A conclusão é de um estudo feito no Centro de Pesquisas do Câncer Fred Hutchinson, nos Estados Unidos, cujos resultados estão publicados na edição de 22 de junho da revista Science.

A pesquisa analisou o extinto retrovírus pan-troglodita endógeno (PtERV1). “Esse vírus antigo representa uma batalha que os humanos venceram. Hoje, o homem não é suscetível a ele. Entretanto, descobrimos que, durante a evolução, essa imunidade inata a um vírus pode nos ter tornado mais vulnerável ao HIV”, disse Michael Emerman, que coordenou o estudo.

A primeira evidência da imunidade humana ao retrovírus surgiu durante o seqüenciamento do genoma do chimpanzé, quando um grupo da Universidade de Washington, liderado por Evan Eichler, verificou que a principal diferença entre os genomas do homem e do chimpanzé era a ausência ou presença do PtERV1. “Chimpanzés têm 130 cópias do PtERV1; o homem, nenhuma”, disse Emerman.

Estima-se que os retrovírus tenham começado a invadir o genoma dos primatas há muitos milhões de anos. Como resultado desse processo, os humanos dividem muitos fragmentos de DNA retroviral com os demais primatas. Tais vestígios de infecções primitivas, tornadas inativas por incontáveis mutações genéticas desde então, correspondem hoje a cerca de 8% do genoma humano.

Os pesquisadores consideram que a proteção inata contra o PtERV1 nos humanos pode ser devida à presença de um gene responsável pela defesa antiviral, chamado Trim5α. Esse gene produz uma proteína que se liga ao vírus e o destrói antes que ele consiga se replicar dentro do organismo invadido.

O grupo de Emerman usou seqüências do genoma do chimpanzé para reconstruir uma parte do PtERV1. Após reunirem dezenas de seqüencias, conseguiram montar um quinto do vírus, informação que foi usada para a obtenção de um genoma parcial. Durante a reconstrução, o segmento se mostrou debilitado, mas permitiu uma rodada de infecção em células de laboratório.

Os pesquisadores descobriram que a proteína antiviral Trim5a neutralizou efetivamente o retrovírus extinto – que afetava chimpanzés e gorilas há cerca de 4 milhões de anos, mas nada fazia aos ancestrais do homem moderno. Ou seja, provavelmente graças à ação da Trim5α, o PtERV1 não conseguiu se fixar com sucesso no genoma humano.

“Apesar disso, enquanto a Trim5a pode ter servido muito bem aos humanos há milhões de anos, essa proteína não parece ter tido qualquer efeito na defesa contra retrovírus que atualmente atingem os humanos, como o HIV. Essa antiga defesa acabou direcionando a evolução humana para uma maior suscetibilidade ao HIV”, disse Emerman.

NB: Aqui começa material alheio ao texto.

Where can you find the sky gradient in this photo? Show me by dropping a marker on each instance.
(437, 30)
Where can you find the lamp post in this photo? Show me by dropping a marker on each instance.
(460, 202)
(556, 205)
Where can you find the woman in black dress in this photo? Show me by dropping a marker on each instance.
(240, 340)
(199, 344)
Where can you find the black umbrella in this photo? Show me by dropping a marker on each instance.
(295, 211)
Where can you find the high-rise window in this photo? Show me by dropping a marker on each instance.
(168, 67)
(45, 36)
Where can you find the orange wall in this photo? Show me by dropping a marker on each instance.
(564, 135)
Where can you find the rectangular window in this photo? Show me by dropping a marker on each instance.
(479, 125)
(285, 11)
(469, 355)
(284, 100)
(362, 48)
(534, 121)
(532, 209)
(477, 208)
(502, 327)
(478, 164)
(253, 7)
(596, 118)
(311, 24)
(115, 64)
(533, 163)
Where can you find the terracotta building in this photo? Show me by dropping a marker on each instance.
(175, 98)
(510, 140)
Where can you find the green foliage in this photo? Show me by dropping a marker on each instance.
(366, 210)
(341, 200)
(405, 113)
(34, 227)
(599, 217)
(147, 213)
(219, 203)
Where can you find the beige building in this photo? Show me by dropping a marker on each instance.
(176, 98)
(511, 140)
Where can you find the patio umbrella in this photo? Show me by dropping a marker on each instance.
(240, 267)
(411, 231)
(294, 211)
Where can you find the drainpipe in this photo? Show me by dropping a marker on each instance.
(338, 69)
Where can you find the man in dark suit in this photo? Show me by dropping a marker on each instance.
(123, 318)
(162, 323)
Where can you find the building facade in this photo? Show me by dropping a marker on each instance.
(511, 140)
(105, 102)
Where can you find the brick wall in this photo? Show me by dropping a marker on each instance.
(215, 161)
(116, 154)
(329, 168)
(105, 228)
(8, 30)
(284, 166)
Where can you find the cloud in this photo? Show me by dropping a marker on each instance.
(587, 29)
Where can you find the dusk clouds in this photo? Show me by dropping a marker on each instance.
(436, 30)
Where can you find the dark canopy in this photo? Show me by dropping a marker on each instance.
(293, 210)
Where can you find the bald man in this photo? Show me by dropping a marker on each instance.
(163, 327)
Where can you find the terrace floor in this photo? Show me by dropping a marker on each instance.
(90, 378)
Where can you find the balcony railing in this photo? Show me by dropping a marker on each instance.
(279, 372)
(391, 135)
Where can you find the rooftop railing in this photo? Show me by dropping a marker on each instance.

Os cientistas verificaram que mudanças na Trim5α a tornaram mais capacitada a combater o PtERV1, mas acabaram inibindo sua capacidade de enfrentar o HIV, o que indicaria que o gene antiviral funciona bem contra apenas um vírus de cada vez. “A resistência ao PtERV1 teve um custo, uma vez que reduziu a resistência a outros retrovírus, como o HIV”, afirmaram os autores.

O artigo Restriction of an extinct retrovirus by the human Trim5α Antiviral Protein, de Michael Emerman e outros, pode ser lido por assinantes da Science em www.sciencemag.org.